Email DeliveryIn our social lives, we often turn up “fashionably late” to parties and events. It makes us look super cool, right? Well at least I think I’m super cool. Anyway in the marketing world, timing is of the essence.

The times at which you publish articles on your website, blog and social media pages is of utmost importance. With this in mind, it is also hugely important to time your outgoing email marketing methods too.

By sending emails out at the right time, you increase your open and click-through rates. This article sets out to look at how you can effectively time your email send-outs for optimal return yields.

Days of the week

Let’s start off simple. Recent surveys have flagged up that Tuesday is the best day to send out marketing emails. Emails sent out on a Tuesday have an open rate of 18%, which is just slightly higher than Saturday’s 17.3% open rate.

Since there are generally fewer email campaigns sent out at weekends, we might think of Tuesday as being the ultimate victor here; as this alters the average open rate results.

If you want people to take action on the emails you send however, it’s been found that the highest click-through rates occur at the weekends. Actions included here may be things like signing up for something, taking a survey, downloading a video or e-book.

The thinking behind this higher click-through rate at weekends, is that this is the time when people have of their own time to read content. During the working week, people tend to scan emails and put it off until later.

Time of day

One of the single largest factors determining if people open an email or not, is the time of day it’s received. Marketing emails sent at 3am tend to signal a message that perhaps isn’t personalised – regardless of the subject header.

Most people try to start their working day productively, so any unnecessary email that doesn’t contribute to this productivity will likely get the chop. Emails sent between midnight and 6am get sucked into a black hole of unopened-ness.

The best times to send emails is therefore, usually in the afternoon and evening. The highest rate of engagement tends to be between 8pm and midnight, when people settle in at home and after the working day has finished.

A minor detail that is good to note here, is that different types of email will affect when they are opened. News and alert emails are mostly opened during the lunch hour, with emails about property and finance opened later in the afternoon. Promotional emails tend to be pushed back to around 7-10pm.

Frequency of sending

How often you send out emails to people on your mailing list, will affect the click-through rates. According to surveys, the best monthly frequency rate is 1-4 emails. If you send 4 per month then that makes 1 per week pretty acceptable.

Anything over this number tends to see similar click-through rates. i.e. the more emails you send, the lower the click-through rate will ultimately be.

The rate of un-subscription to email lists is actually at its highest when you send out 1-4 emails per month however, so watch out for the temptation to bombard people with marketing emails.

Adjust your timings

Make sure you adjust the time you send out emails depending on your audience. Emails are more likely to be opened within an hour of them being sent. This rate drops to less than 5% once it gets past this golden hour. If you leave it a further 24 hours, the rate is less than 1%.

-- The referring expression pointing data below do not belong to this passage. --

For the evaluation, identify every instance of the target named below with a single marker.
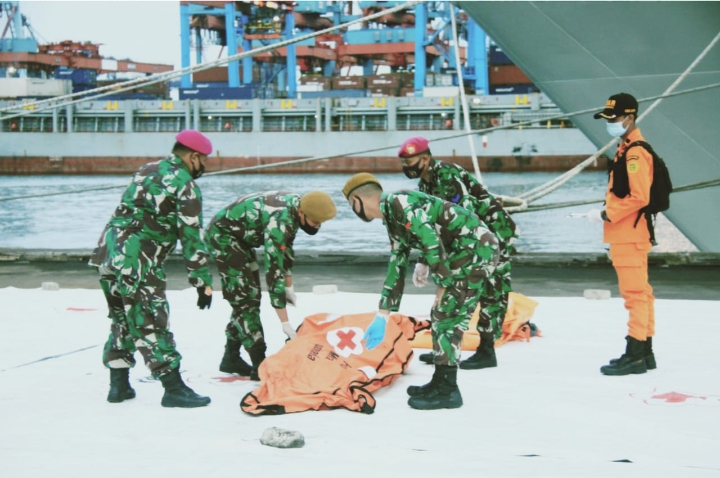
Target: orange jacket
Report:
(327, 365)
(623, 212)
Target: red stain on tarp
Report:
(676, 397)
(231, 378)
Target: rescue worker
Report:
(452, 183)
(269, 220)
(628, 235)
(161, 205)
(460, 253)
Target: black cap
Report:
(618, 105)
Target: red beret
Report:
(413, 146)
(194, 140)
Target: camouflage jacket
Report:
(161, 205)
(452, 183)
(446, 235)
(268, 219)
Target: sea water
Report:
(74, 221)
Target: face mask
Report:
(308, 229)
(197, 172)
(361, 213)
(616, 129)
(414, 171)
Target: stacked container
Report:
(505, 77)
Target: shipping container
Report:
(33, 87)
(349, 93)
(219, 74)
(498, 57)
(443, 79)
(349, 82)
(381, 81)
(383, 91)
(507, 75)
(240, 93)
(324, 81)
(76, 76)
(440, 91)
(513, 89)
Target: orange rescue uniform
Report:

This makes it important to know your audience. If your audience is made up of busy entrepreneurs who check emails over lunch, try sending them out at around noon.

On the flip side of this, emails may report high engagement rates in the early morning, if your readers begin their day with breakfast and email skimming.

For the best results here, try playing with different times and then study your analytics to figure out when your audience is most likely to open and read the content.